Kristeva on the Symbolic and the Semiotic elements of signification
Semiotic elements: the drives as they discharge into language, associated with rhythm and tone,
subterranean element of meaning that doesn't signify
Symbolic elements: that which signifies, associated with syntax and grammar
Semiotic gives rise and challenges the symbolic.
Without the symbolic we have only delirium or nature.
Without the semiotic, language would be completely empty, if not impossible. We would have no
reason to speak if it were not for the semiotic drive force. So this oscillation and fluctuation
between the semiotic and the symbolic is productive and necessary.
Kristeva and Lacan
Kristeva offers an alternative model to Lacan's mirror stage and his order of the Real, the
Imaginary and the Symbolic.
Lacan's orders:
The Real: The state of nature from which we have been forever severed by our entrance into
language. There is nothing but need. No separation between self and external world. A state of
fullness or completeness that is subsequently lost through the entrance into language. The Real is
impossible as we cannot express it in language because the very entrance into language marks our
irrevocable separation from the real. Still, the real continues to exert its influence throughout our
adult lives since it is the rock against which all our fantasies and linguistic structures ultimately
fail.
The Imaginary: The fundamental narcissism by which the human subject creates fantasy images of
both himself and his ideal object of desire. Tied to the mirror stage. Continues to exert its
influence throughout the life of the adult and is not merely superceded in the child's movement
into the symbolic order.
The symbolic: The social world of linguistic communication, intersubjective relations, knowledge
of ideological conventions, and the acceptance of the law. Once a child enters into language and
accepts the rules and dictates of society, it is able to deal with others. Aligned with the Oedipus
complex, the symbolic is made possible because of your acceptance of the Name-of-the-Father,
those laws and restrictions that control both your desire and the rules of communication.
Kristeva's alternative:
0-6 months of age. The Chora: Here we are dominated by a chaotic mix of perceptions, feelings,
and needs. We have not yet separated from mother or world, taking into all the pleasures
experienced without any acknowledgment of boundaries. We are here closest to the pure
materiality of existence, or what Lacan terms "the Real," purely dominated by drives.
4-8 months of age. Abjection: Separation begins and so do boundaries between self and other to
enable entry into language. This stage is a violent, clumsy breaking away, with the constant risk of
falling back into the pre-linguistic stage of the chora which means giving up all the linguistic
structures by which we order our social world of meaning. This is associated with the maternal
since our stepping into language begins our movement away from the chora.

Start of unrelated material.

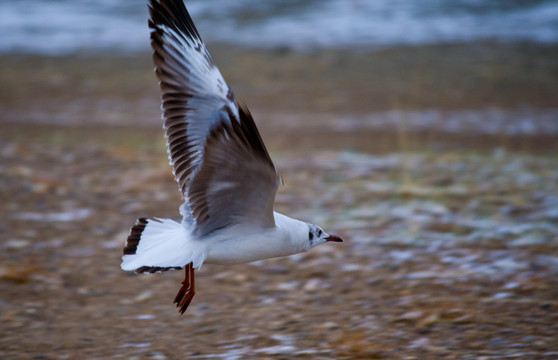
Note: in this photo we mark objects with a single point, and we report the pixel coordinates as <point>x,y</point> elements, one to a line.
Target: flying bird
<point>224,172</point>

6-18 months of age: Lacan's Imaginary order is established to assert its influence on the subject
even after the subject enters the next stage of development. Kristeva offers a different spin on
Lacan by emphasizing the fact that this stage is preceded and troubled by the subject's relation to
the abject.
18 months to 4 years of age: At which appears the acquisition of language. Once you entered into
the differential system of language, it forever afterwards determined your perception of the world
around you, so that the intrusion of the Real's materiality becomes a traumatic event. Kristeva
adds to Lacan her sense that language is ultimately a fetish*, an effort to cover over the lack
inherent in our relation to death, materiality, and the abject.
*Fetishism is the displacement of desire and fantasy onto alternative objects or body parts (eg. a
foot fetish or a shoe fetish), in order to obviate a subject's confrontation with the castration
complex. Kristeva goes so far as to associate all language with fetishism, seeing the fetish as a life
preserver, temporary and slippery, but nonetheless indispensable.